Les citoyens doivent également pouvoir faire confiance à leur gouvernement, ainsi
qu’aux administrations du secteur public qui mettent en œuvre les politiques
gouvernementales. En 2003, les gouvernements de l’OCDE ont adopté des lignes
directrices pour lutter contre les conflits d’intérêt dans le secteur public, un facteur
important pour assurer la confiance du citoyen.
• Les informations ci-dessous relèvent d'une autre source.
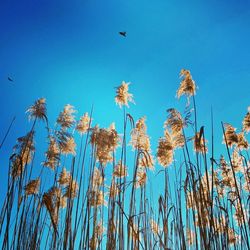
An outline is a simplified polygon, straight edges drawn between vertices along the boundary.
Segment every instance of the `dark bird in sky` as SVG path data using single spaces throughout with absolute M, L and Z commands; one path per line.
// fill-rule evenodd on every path
M 124 37 L 126 37 L 126 35 L 127 35 L 127 32 L 125 32 L 125 31 L 120 31 L 120 32 L 119 32 L 119 34 L 120 34 L 121 36 L 124 36 Z
M 10 82 L 14 82 L 14 80 L 13 80 L 10 76 L 8 76 L 8 80 L 9 80 Z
Préserver la cohésion sociale
Faire augmenter le taux d’emploi constitue une priorité des pays de l’OCDE pour favoriser la croissance économique, mais aussi pour maintenir la cohésion sociale, particulièrement face au vieillissement de la population. Ce phénomène pèsera aussi sur les dépenses de santé. L’OCDE a désormais achevé un Projet sur la santé sur trois ans qui examine comment les gouvernements peuvent fournir un accès pour tous aux soins de qualité de manière efficace et rentable. Les dépenses de santé montent en flèche à mesure que la technologie avance et la demande pour les soins augmente. Mais les dépenses des pays de l’OCDE varient sensiblement et ces derniers parviennent à des résultats étonnamment différents. Ce domaine présente de grandes possibilités d’apprendre des uns et des autres les bonnes pratiques.
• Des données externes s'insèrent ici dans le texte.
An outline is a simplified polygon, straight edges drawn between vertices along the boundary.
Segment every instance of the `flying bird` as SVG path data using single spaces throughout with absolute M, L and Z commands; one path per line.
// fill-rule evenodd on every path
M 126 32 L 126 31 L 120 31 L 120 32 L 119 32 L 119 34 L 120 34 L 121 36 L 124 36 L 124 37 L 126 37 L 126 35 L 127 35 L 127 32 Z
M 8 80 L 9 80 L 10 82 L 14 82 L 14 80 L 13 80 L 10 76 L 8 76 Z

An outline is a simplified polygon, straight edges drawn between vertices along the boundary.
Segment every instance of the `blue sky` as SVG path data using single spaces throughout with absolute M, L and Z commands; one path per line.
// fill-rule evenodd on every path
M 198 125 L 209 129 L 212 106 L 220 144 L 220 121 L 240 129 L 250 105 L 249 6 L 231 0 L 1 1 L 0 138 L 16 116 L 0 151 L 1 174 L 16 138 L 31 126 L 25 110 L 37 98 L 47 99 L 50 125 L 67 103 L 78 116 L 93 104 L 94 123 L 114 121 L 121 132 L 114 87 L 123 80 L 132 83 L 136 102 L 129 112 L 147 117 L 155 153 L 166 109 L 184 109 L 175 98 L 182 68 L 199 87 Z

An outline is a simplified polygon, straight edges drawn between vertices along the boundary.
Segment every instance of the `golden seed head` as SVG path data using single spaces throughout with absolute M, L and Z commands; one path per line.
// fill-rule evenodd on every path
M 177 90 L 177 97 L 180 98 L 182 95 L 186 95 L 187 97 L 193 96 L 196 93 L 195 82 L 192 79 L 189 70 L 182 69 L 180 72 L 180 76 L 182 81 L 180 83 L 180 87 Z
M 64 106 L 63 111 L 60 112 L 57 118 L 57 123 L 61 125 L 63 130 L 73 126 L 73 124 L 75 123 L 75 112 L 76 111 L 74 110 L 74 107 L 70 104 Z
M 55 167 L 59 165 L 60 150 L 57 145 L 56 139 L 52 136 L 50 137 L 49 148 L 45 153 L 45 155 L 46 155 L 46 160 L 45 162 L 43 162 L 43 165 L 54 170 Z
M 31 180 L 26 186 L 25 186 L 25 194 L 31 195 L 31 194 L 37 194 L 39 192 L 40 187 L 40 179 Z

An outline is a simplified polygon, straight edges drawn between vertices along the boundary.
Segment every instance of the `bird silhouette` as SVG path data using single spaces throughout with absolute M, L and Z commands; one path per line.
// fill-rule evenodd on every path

Rendre le développement durable
Les résultats décevants des négociations commerciales multilatérales à Cancún (Mexique) ont constitué un revers pour tous les participants. Les pays qui ont le plus à perdre du retardement de la réalisation du Programme de Doha pour le développement sont les pays en développement qui ne sont pas encore bien intégrés dans le système commercial multilatéral. Si les pays de l’OCDE ouvraient leurs marchés agricoles, les gains de bien-être pour les pays en développement sont estimés à plus de USD 100 milliards. Les économies émergentes et en développement bénéficieraient également d’une ouverture de leurs
marchés. L’OCDE produit des analyses de taille sur les avantages de la libéralisation des échanges. Mais l’ouverture des marchés, à elle seule, ne peut apporter le développement, qui demande l’utilisation d’un large éventail d’institutions et de politiques. L’OCDE  travaille avec les pays en développement et d’autres organisations internationales pour aider ces pays à développer leurs infrastructures institutionnelles.
Flexibilité et réforme
Dans une économie mondialisée en constante évolution, le rôle de l’OCDE change aussi. L’Organisation continue de réformer sa gestion, y compris les questions délicates telles que la répartition de la charge budgétaire de l’OCDE, les règles relatives à la prise de décision, et la manière de répondre aux pressions pour élargir le nombre de ses membres. Tous ces efforts sont réalisés dans le but de faire de l’OCDE un instrument de coopération internationale encore plus efficace.